As expulsões e a Justiça

‘Eu botei para fora um delegado corrupto, cujo processo data de 1998. E quero tirar mais três ou quatro que estão com liminar da Justiça nas mãos de desembargador’. Declaração de Lúcio Alcântara, publicada na edição de 15/7, em notícia sob o título ‘Governador promete tirar bandidos da Polícia’ (pág. 3). Em notícia sobre a prisão por porte de drogas de um soldado excluído da Polícia Militar e reintegrado por força de liminar judicial (edição de 30/8, pág. 3), o comandante geral da PM, coronel Deladier Feitosa, declarou lamentar ‘certas situações em que a Justiça manda reintegrar policiais expulsos da corporação’. E completou: ‘Temos vários militares, inclusive oficiais, que se mantêm na corporação por determinação judicial’. A notícia, destacada na primeira página tinha o título de ‘Soldado da PM é preso com pedras de crack’.

O desembargador José Maria de Melo, presidente da Associação Cearense de Magistrados, diz não ter nenhuma dúvida de que o problema existe, mas evita falar de casos concretos. ‘Eu não quero me ater ao passado. Prefiro sugerir um encontro do secretário da Segurança Pública com o presidente do Tribunal de Justiça e com o diretor do Fórum Clóvis Beviláqua, para se encontrar uma saída, em que se possa tratar definitivamente do problema do inquérito policial (investigação criminal) e da parte da ação penal.
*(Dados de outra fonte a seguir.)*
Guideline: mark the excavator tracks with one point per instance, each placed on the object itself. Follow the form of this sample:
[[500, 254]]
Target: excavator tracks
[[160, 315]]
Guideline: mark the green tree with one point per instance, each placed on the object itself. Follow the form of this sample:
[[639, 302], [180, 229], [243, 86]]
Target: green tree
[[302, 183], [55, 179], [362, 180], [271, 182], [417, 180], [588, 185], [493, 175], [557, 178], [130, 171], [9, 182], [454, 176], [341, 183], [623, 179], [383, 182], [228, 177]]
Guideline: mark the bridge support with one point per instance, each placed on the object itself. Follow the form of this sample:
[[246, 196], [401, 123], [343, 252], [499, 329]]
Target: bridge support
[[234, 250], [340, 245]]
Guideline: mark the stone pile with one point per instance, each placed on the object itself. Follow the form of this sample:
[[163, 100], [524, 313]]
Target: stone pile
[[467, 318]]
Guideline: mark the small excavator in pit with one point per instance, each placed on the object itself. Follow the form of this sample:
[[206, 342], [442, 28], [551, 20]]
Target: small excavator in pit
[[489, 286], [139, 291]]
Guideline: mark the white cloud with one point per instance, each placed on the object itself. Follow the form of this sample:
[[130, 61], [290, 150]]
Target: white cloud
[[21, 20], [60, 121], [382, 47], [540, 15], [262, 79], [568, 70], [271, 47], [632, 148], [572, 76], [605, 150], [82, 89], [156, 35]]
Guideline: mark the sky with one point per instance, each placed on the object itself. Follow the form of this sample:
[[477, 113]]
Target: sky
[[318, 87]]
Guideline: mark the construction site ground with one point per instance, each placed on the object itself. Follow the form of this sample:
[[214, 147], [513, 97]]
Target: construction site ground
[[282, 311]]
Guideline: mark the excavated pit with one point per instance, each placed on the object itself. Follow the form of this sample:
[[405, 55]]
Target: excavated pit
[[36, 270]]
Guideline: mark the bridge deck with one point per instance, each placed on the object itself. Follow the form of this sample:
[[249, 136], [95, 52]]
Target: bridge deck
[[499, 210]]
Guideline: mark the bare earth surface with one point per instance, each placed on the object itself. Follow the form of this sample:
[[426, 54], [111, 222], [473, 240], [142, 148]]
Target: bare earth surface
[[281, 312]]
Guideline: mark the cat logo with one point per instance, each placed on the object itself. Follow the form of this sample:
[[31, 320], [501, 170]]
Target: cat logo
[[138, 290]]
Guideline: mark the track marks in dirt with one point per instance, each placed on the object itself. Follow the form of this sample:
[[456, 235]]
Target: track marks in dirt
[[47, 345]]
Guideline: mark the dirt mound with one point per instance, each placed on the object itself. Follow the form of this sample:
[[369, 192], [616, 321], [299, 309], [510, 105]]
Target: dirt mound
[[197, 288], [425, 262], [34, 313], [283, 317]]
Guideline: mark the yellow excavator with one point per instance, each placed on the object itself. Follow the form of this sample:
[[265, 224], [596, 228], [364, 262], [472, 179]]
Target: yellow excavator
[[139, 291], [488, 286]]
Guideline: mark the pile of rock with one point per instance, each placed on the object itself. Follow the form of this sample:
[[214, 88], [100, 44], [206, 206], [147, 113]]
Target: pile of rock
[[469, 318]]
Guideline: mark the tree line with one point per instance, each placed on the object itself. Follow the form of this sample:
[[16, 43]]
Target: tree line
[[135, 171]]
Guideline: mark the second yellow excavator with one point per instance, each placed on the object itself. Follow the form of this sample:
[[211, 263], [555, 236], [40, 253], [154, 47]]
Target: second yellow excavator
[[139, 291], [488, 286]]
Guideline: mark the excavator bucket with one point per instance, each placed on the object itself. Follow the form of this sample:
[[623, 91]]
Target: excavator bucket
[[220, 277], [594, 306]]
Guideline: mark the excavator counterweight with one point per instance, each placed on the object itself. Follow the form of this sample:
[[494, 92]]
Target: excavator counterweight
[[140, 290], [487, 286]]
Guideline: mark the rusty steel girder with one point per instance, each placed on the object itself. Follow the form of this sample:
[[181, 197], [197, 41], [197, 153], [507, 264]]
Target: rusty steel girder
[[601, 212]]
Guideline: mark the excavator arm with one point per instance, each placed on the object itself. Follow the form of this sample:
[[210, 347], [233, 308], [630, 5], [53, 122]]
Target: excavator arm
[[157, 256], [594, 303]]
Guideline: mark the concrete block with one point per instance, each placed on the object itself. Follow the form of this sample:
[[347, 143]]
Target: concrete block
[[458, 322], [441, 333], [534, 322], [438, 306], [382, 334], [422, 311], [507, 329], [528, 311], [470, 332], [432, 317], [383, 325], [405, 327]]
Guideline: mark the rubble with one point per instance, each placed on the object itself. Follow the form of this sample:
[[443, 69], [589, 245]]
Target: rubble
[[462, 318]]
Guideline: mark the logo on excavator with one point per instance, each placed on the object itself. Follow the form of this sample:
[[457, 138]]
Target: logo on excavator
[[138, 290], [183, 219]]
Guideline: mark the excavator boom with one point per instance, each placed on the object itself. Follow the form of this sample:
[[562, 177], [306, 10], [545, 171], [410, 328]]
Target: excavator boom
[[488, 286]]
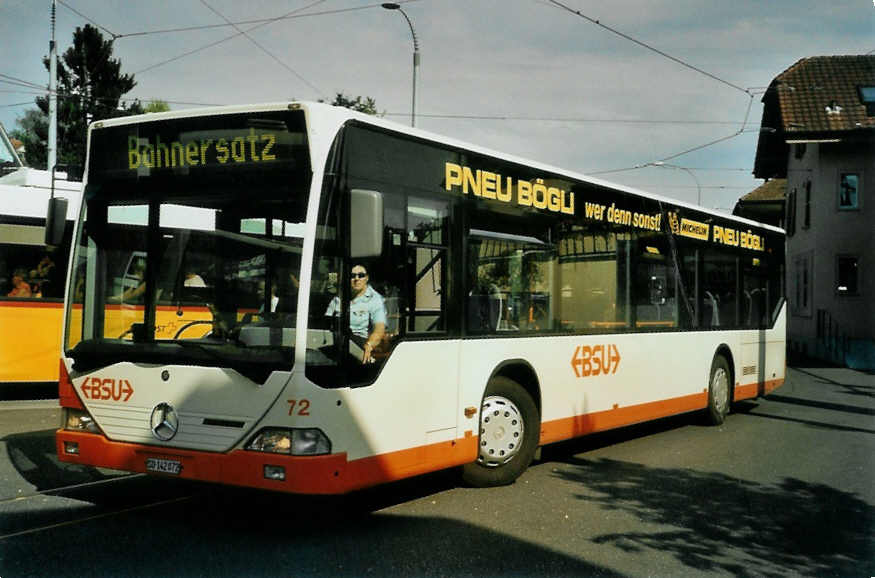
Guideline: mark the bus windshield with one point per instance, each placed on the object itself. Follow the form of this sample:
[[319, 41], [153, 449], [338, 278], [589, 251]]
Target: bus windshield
[[189, 249]]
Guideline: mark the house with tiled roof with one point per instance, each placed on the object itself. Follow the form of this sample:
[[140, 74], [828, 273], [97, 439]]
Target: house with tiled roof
[[818, 133]]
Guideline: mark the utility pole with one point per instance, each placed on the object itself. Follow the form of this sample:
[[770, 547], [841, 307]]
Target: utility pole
[[53, 98]]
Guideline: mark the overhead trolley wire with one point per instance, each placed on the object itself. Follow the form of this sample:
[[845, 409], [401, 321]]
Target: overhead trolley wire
[[649, 47], [210, 45], [293, 15], [263, 49], [73, 10]]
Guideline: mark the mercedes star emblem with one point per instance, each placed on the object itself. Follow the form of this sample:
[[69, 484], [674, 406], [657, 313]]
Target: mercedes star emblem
[[164, 422]]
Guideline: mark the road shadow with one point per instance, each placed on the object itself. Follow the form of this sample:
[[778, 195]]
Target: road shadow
[[714, 522], [847, 388], [221, 531], [33, 456]]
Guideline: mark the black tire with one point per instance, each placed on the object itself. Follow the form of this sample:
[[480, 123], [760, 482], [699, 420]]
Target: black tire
[[719, 391], [510, 427]]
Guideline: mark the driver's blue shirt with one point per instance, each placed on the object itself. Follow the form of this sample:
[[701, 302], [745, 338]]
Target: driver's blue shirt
[[365, 311]]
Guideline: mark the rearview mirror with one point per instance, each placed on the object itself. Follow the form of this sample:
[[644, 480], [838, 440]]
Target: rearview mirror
[[56, 220]]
Esse ajuste eu acho que é inadiável’. Para ele, é preciso ‘fazer uma aferição’, verificando-se ‘se a culpa é da Polícia Judiciária ou da polícia militar (em possíveis falhas no inquérito e processo disciplinar) ou do Judiciário, para se buscar a verdade disso’. Possíveis falhas em inquéritos e processos disciplinares, poderiam estar entre os motivos a possibilitar a concessão de liminares judiciais.

O jornal e a notícia

Resta ainda uma pergunta. Por que O Povo deixa de aprofundar tais assuntos de interesse público? No caso dos policiais que se envolvem em violência em seus dias de folgas, uma boa pesquisa no Banco de Dados mostrando a freqüência com que isso ocorre, já seria revelador de que algo pode estar errado. Sobre as queixas do Poder Executivo em relação ao Judiciário, um levantamento do número de policiais expulsos e a quantidade daqueles a obter decisões judiciais para retornar ao serviço, daria uma idéia do tamanho do problema. A análise dos inquéritos também poderia revelar se a polícia faz a lição de casa com competência, o que poderia dificultar decisões judiciais favoráveis aos punidos.

O diretor-executivo da Redação, Carlos Ely, afirma já ter pautado a questão dos policiais reintegrados por força de decisões judiciais. Segundo ele, os repórteres encontraram dificuldades para obter informações em vários órgãos públicos. E, por ter sido obrigado a reforçar a cobertura do assalto ao Banco Central, ainda não teve como insistir no caso, mas garante que o tema será ‘retomado em breve’. Sobre a reincidência dos casos de policiais envolvendo-se em confronto com supostos assaltantes, fora do horário de trabalho, Carlos Ely diz que o jornal ‘não se omitiu da cobertura’, mas ainda não teve ‘condições estruturais para dar início a ela’. Ele destaca que ‘a consistência e constância da cobertura dos assuntos ligados à segurança pública, que são uma marca do O Povo, devem deixar os leitores tranqüilos de que estes dois assuntos serão devidamente analisados e discutidos nas páginas do jornal’.’